GCSB is a public service department with its head office in Wellington, a regional office in Auckland, a station at Tangimoana, near Palmerston North, and another station at Waihopai, near Blenheim. The Director-General of the GCSB, since April 2016, is Andrew Hampton. The Director-General reports directly to the Minister responsible for the GCSB, Hon Christopher Finlayson.
GCSB employs staff in a wide range of disciplines, including foreign language experts, communications and cryptography specialists, engineers, technicians, legal, policy, and support staff.
GCSB contributes to:
- The protection of New Zealand’s national security
- The international relations and well-being of New Zealand
- The economic well-being of New Zealand.
GCSB do this by:
- Providing protective security services, advice and assistance, including information assurance and cybersecurity activities
- Collecting and analysing intelligence in accordance with the Government’s priorities
- Co-operating with NZSIS and co-operating and providing advice and assistance to New Zealand Defence Force and New Zealand Police.

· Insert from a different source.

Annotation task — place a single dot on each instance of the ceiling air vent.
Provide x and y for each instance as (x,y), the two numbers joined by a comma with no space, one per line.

The National Cyber Security Centre (NCSC) has been located within the GCSB since its establishment in 2011. The NCSC provides enhanced services and advice to government agencies and critical infrastructure providers to help them to defend against cyber-borne threats.
The New Zealand Government has had a signals intelligence (SIGINT) capability since the Second World War. It has also long recognised the need to ensure that government agencies were protected from “bugging” (technical security, or TECSEC) and that its sensitive messages could not be read by third parties (communications security, or COMSEC). Until the establishment of the GCSB, these services were provided by bodies such as the New Zealand Defence Force and the NZSIS. In 1977, the then Prime Minister, Robert Muldoon, approved the formation of the GCSB, but its functions and activities were secret.
In 1980 it was decided that the existence of the GCSB could be disclosed on a limited basis, leading to the first briefings of the Cabinet and the Leader of the Opposition. These briefings only acknowledged the GCSB’s TECSEC and COMSEC functions, but not its SIGINT functions. Prime Minister Muldoon publicly acknowledged the existence of the GCSB and its SIGINT function in 1984.
In early 2000, it was decided that the GCSB should be placed on a statutory footing similar to that of the NZSIS and a legislative process, including public consultation, began.
Meanwhile, in 2001, the Centre for Critical Infrastructure Protection (CCIP) was established to work with the New Zealand Government and critical national infrastructure agencies to improve their awareness and understanding of cyber security in New Zealand, provide them with watch and warn advice in relation to cyber incidents, and investigate any such incidents that occurred against them.
On 2 April 2003, the GCSB Act took effect. In June 2003, Cabinet formalised the role of the GCSB as the national authority for signals intelligence and information systems security.
In 2010, the GCSB began advertising for geospatial and imagery foreign intelligence (GEOINT) analysts to join a new area of analytic discipline for the GCSB, complementing its SIGINT mission. The GEOINT area is closely aligned with similar units within the New Zealand Defence Force. In 2012, the NZDF became the national authority for geospatial intelligence and formed GEOINT NZ.
In June 2011, New Zealand’s Cyber Security Strategy was published and allocated responsibility for cyber security. As part of the NZCSS, a National Cyber Security Centre (NCSC) was established within the GCSB in September 2011, and absorbed the functions of the CCIP.
Following the September 2012 discovery of unlawful intercept, Cabinet Secretary Rebecca Kitteridge was seconded to the GCSB as Associate Director to undertake a review of compliance, which took into account the GCSB’s activities, systems and processes since 1 April 2003 (the date the Government Communications Security Bureau Act 2003 came into force). Ms Kitteridge’s Review of Compliance Report was released by the Government on 9 April 2013. This led to a significant internal change programme to strengthen legal and procedural compliance which has since been completed
Externally, the same events led Government to conclude, as the Review of Compliance did, that the Government Communications Security Bureau Act 2003 as it then stood was fundamentally not fit for purpose. Amendments to the legislation (external link) took effect on 27 September 2013 and required periodic reviews of the intelligence and security agencies, the legislation governing them, and their oversight legislation.
In March 2016, Sir Michael Cullen and Dame Patsy Reddy presented their findings from the First Independent Review of Intelligence and Security in New Zealand to Parliament.
On the 28 March 2017 the Intelligence and Security Act 2017 gained Royal Assent. On 1 April 2017, the first provisions under the Act took effect. On 28 September 2017 further provisions under the ISA came into force.
The Intelligence and Security Act implements the Government response to the Report of the First Independent Review of Intelligence and Security in New Zealand: Intelligence and Security in a Free Society, and replaces the four Acts that previously applied to the GCSB, the NZSIS, and their oversight mechanisms.